Apparemment, un ferry y fait des ronds dans l’eau afin de ravir les touristes, en les emmenant au pied de la cascade, qui soit dit en passant, est spectaculaire. Cependant, le fond du fjord est décevant : une zone industrielle, de vieux pneus usagés abandonnés sur les pontons, aucun amarrage pour les bateaux de passage, une odeur de métal et de pollution et pour couronner le tout : un passage incessant de voitures de vacanciers, leurs véhicules ronflants comme des tracteurs. Nous aurons tôt fait de faire demi tour et de regagner la sortie du fjord, encore enchantés par le village d’Åkra.

Image de carte postale sur Åkra

Quelques mouillages en passant

Jusqu’à Haugesund, nous avons passé des nuits extraordinaires dans des lieux naturels et paisibles, parfois des réserves naturelles, parfois des villes. Quelques photos ici parleront davantage que des mots.
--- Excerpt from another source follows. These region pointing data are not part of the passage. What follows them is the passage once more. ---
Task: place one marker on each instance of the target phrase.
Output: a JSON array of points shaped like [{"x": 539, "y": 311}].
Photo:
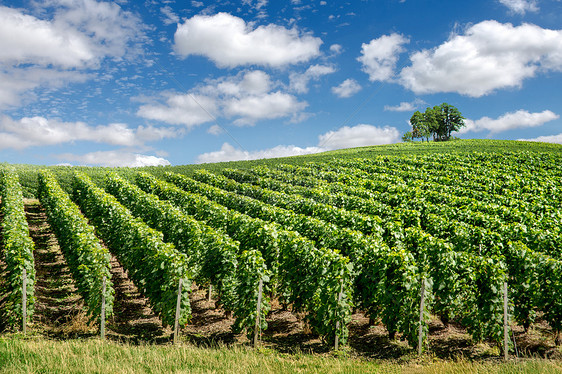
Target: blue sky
[{"x": 132, "y": 83}]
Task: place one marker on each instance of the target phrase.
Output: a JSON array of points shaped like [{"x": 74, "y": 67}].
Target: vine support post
[
  {"x": 340, "y": 295},
  {"x": 178, "y": 310},
  {"x": 258, "y": 313},
  {"x": 24, "y": 300},
  {"x": 102, "y": 316},
  {"x": 505, "y": 324},
  {"x": 420, "y": 331}
]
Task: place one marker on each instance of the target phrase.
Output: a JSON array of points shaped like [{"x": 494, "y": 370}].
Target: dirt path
[
  {"x": 59, "y": 313},
  {"x": 58, "y": 307},
  {"x": 133, "y": 319}
]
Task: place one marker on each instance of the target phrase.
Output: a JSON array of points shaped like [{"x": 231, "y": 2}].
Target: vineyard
[{"x": 471, "y": 239}]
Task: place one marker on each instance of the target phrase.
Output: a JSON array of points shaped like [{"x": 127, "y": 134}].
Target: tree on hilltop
[{"x": 437, "y": 122}]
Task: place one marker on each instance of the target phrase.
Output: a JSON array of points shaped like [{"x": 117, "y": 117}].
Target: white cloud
[
  {"x": 181, "y": 109},
  {"x": 111, "y": 31},
  {"x": 268, "y": 106},
  {"x": 345, "y": 137},
  {"x": 379, "y": 57},
  {"x": 336, "y": 49},
  {"x": 247, "y": 98},
  {"x": 229, "y": 41},
  {"x": 347, "y": 88},
  {"x": 509, "y": 121},
  {"x": 17, "y": 84},
  {"x": 39, "y": 131},
  {"x": 405, "y": 106},
  {"x": 114, "y": 159},
  {"x": 229, "y": 153},
  {"x": 256, "y": 4},
  {"x": 25, "y": 39},
  {"x": 521, "y": 6},
  {"x": 489, "y": 56},
  {"x": 547, "y": 139},
  {"x": 358, "y": 136},
  {"x": 299, "y": 82},
  {"x": 169, "y": 16},
  {"x": 71, "y": 40}
]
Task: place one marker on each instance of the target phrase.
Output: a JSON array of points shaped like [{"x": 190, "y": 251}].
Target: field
[{"x": 451, "y": 250}]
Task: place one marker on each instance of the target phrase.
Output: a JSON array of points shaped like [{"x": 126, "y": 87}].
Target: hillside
[{"x": 384, "y": 250}]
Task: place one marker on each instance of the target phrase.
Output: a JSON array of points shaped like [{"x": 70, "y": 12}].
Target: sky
[{"x": 138, "y": 83}]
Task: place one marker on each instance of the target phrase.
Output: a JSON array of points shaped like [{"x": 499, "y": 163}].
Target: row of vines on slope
[{"x": 17, "y": 251}]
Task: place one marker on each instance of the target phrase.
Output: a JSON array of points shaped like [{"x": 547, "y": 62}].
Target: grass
[{"x": 39, "y": 355}]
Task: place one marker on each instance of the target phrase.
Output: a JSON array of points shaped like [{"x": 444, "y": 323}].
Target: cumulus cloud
[
  {"x": 405, "y": 106},
  {"x": 229, "y": 42},
  {"x": 230, "y": 153},
  {"x": 509, "y": 121},
  {"x": 489, "y": 56},
  {"x": 114, "y": 159},
  {"x": 336, "y": 49},
  {"x": 380, "y": 55},
  {"x": 345, "y": 137},
  {"x": 63, "y": 45},
  {"x": 246, "y": 98},
  {"x": 169, "y": 16},
  {"x": 39, "y": 131},
  {"x": 521, "y": 6},
  {"x": 347, "y": 88},
  {"x": 547, "y": 139},
  {"x": 299, "y": 82},
  {"x": 181, "y": 109},
  {"x": 250, "y": 109},
  {"x": 359, "y": 136},
  {"x": 25, "y": 39}
]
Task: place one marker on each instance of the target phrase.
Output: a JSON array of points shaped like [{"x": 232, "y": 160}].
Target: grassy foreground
[{"x": 40, "y": 355}]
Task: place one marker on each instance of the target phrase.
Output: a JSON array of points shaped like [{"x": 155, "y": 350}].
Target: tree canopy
[{"x": 437, "y": 122}]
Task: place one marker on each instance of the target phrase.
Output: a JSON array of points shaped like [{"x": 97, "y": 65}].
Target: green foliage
[
  {"x": 439, "y": 122},
  {"x": 299, "y": 268},
  {"x": 88, "y": 261},
  {"x": 17, "y": 251},
  {"x": 153, "y": 265},
  {"x": 211, "y": 254}
]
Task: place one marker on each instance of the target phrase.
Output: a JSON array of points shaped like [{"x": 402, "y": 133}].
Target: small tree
[{"x": 438, "y": 122}]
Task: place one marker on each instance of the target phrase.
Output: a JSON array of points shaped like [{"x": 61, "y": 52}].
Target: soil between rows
[{"x": 59, "y": 314}]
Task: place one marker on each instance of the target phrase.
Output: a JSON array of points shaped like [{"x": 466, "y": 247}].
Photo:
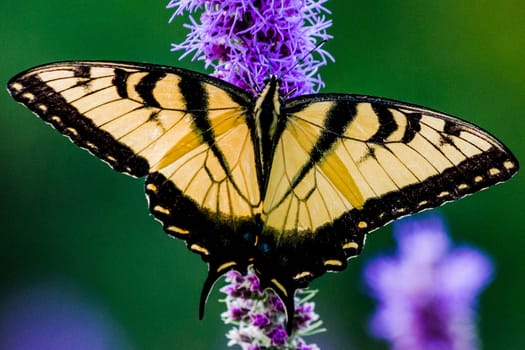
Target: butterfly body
[{"x": 290, "y": 187}]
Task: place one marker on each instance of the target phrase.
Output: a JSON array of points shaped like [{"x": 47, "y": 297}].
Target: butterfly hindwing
[{"x": 290, "y": 187}]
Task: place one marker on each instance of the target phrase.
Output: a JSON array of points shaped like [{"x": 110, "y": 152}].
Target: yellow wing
[
  {"x": 144, "y": 119},
  {"x": 358, "y": 162}
]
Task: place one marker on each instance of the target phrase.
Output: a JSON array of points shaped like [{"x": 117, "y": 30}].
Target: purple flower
[
  {"x": 427, "y": 292},
  {"x": 246, "y": 41},
  {"x": 261, "y": 324}
]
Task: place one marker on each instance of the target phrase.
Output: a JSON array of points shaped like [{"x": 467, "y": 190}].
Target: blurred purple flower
[
  {"x": 427, "y": 291},
  {"x": 246, "y": 41},
  {"x": 259, "y": 317}
]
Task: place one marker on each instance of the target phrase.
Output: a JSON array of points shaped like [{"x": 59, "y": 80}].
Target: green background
[{"x": 67, "y": 219}]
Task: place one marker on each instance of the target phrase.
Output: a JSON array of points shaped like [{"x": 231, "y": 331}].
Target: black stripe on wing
[{"x": 49, "y": 105}]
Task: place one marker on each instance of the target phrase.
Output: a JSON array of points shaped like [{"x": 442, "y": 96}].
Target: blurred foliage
[{"x": 68, "y": 217}]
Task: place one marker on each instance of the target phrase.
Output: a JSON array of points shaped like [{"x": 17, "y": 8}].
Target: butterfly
[{"x": 290, "y": 187}]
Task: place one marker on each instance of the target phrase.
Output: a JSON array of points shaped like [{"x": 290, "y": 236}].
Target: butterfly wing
[
  {"x": 347, "y": 164},
  {"x": 188, "y": 132}
]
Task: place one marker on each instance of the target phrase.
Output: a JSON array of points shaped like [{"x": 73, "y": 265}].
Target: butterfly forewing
[
  {"x": 293, "y": 195},
  {"x": 144, "y": 119},
  {"x": 366, "y": 161}
]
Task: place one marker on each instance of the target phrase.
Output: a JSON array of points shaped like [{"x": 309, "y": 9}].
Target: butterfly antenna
[{"x": 303, "y": 58}]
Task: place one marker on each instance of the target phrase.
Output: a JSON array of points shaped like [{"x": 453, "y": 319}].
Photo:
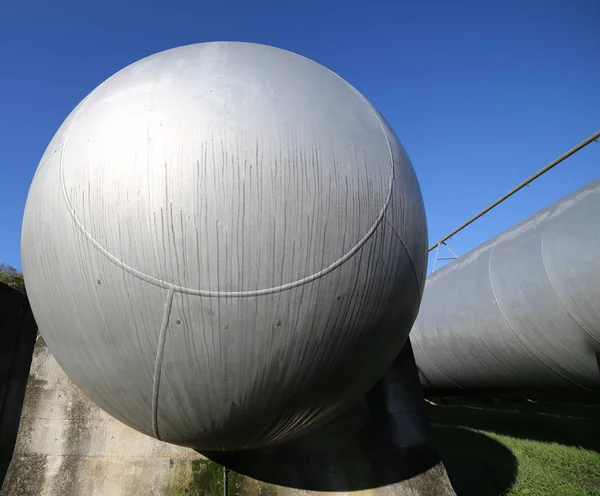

Réserve naturelle de Romsa
Le port de Saebovik, presque un mouillage

Haugesund

C’est une charmante petite ville, pas si petite en réalité, lorsqu’on voit en premier lieu d’immenses navires de croisière. Mais, n’y tenant plus et voulant voir un peu d’animation, le Nos Limites s’élance à 8nds dans le chenal du port. Il faut dire que le courant y est fort et nous propulse contre un quai de bois flambant neuf.

Arrivée dans le chenal de Haugesund

Nous aurons même le plaisir de rencontrer d’autres français revenus d’un tour aux Lofoten. Le port est en réalité un quai situé le long du chenal principal, très protégé. On y croise des monstres des mers, des navires de travail avec des héliports au dessus du poste de pilotage, des voiliers, des mini semi-rigides, et tous ces navires cohabitent, incroyable. La ville est vivante, tous les magasins sont ouverts (jusqu’à 15h, il ne faut pas exagérer non plus), les badauds se pavanent et se prennent en photos, nous entendons même de la musique dans les restaurants !

Notre bateau, en bas à gauche, sagement amarré

Mais ne vous y trompez pas : à peine le paquebot parti, la ville se désertifie totalement (4000 personnes en moins tout de même), nous laissant sur notre voilier, sans passage, sans bruits, sans restaurant ouvert, un samedi soir !

Au revoir Haugesund !

Nous décidons de poursuivre notre route vers Stavanger, puis Kristiansand avant de descendre encore, vers la Suède ou peut être directement le Danemark. C’est toujours la météo qui décide.